Sin embargo, la extracción masiva e irracional ¿irracional? Llamémosle mejor megaminería, la llevó a cabo la Minera San Xavier, filial de la empresa canadiense Metallica Resources Inc, llamada luego New Gold, que comenzó a devastar el cerro carcomiendo como vil termita a la madera a una velocidad inusitada y se dice que para esto, hasta el INAH (aunque a decir verdad, hay una historia de engaños, maltrato, persecución y represión para contar) dio su aval para que la Minera San Xavier volara a fuerza de explosiones de dinamita este cerro que aparece plasmado en el escudo de armas de la ciudad de San Luis Potosí, sobre el cual se pintó a San Luis rey y que para este momento ya habrán entendido el por qué inicié este escrito con su descripción.

Para que nos demos una idea de lo veloz que fue la MSX para explotar el mineral y mandarlo fuera del país es necesario mencionar que en enero de 2007 esta minera inició sus operaciones, terminando el 30 de junio de 2016; es decir, en menos de nueve años terminaron con el emblemático cerro, mismo que se miraba hasta antes de 2007 macizo y firme desde el rancho “El Olvido”. Ahora solo se ven los restos de las entrañas de la tierra tiradas como jales.

Duele ver esto. Pero el hombre olvida el dolor, si no lo olvidara no volvería a cometer los mismos errores. Pensaríamos que incluso los mismos dueños de la minera que explotó el cerro difícilmente volverían a hacer algo similar, pero no es así y si no me creen, visiten la minera de Real de Ángeles, en Pinos, Zacatecas y vean cómo quedó el pueblo y el lugar de la explotación luego de la práctica de la megaminería para la extracción de plata, actividad que se hizo antes de iniciar la de San Pedro. Otra mina a cielo abierto, otra huella de deterioro permanente.

05 Qué queda luego de la explotación de tajo a cielo abierto

Terminemos aquí con algunas preguntas:

¿Se aprende algo de esto?  ¿El pueblo de San Pedro se quedó con algo de esta riqueza extraída? ¿Y los ácidos y venenos (cianuro) con que trataron el material extraído, dónde quedaron? ¿Cuánto tiempo tardará la madre naturaleza en regenerarse?
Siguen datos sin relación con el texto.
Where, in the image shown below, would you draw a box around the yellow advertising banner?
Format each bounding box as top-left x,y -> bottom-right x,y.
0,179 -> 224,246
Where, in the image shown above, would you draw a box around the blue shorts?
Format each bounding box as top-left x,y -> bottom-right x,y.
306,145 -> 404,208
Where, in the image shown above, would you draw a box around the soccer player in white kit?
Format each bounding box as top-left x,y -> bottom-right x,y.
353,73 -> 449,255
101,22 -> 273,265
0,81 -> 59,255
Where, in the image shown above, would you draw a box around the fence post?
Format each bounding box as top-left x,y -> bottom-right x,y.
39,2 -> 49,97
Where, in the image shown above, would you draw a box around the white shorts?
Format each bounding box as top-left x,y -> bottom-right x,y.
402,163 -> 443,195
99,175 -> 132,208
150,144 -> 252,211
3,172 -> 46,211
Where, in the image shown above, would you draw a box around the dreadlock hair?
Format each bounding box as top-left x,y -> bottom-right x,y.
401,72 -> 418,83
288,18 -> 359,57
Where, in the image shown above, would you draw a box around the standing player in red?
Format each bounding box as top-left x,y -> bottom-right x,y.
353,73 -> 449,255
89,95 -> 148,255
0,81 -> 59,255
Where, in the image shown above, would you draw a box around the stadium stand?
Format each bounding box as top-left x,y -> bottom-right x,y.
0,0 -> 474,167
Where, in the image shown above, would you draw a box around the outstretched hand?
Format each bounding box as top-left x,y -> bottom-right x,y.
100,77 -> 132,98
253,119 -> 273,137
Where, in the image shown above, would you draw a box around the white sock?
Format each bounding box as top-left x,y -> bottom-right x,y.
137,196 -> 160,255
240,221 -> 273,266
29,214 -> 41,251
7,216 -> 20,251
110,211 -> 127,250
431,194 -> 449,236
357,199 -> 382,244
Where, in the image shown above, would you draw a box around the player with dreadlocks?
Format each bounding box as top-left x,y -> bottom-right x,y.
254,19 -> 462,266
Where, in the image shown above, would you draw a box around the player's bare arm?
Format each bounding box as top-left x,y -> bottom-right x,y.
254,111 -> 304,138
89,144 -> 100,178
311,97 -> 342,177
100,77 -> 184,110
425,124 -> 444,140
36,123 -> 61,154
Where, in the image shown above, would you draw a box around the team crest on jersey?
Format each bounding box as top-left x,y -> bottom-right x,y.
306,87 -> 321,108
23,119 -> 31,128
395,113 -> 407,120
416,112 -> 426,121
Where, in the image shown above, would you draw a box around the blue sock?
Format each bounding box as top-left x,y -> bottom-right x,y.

Y sobre todo ¿nuestra querida y admirada Biósfera de la Sierra de la Laguna sigue en la mira?

Agradezco la aportación para elaborar este escrito a Rogelio Varela Ibarra, oriundo de la localidad de Cerro de San Pedro, guía de turistas y a mi querido compadre, don Herón Altamirano Arredondo, como ya dije, dueño del rancho “El Olvido” hombre de gran experiencia en la materia.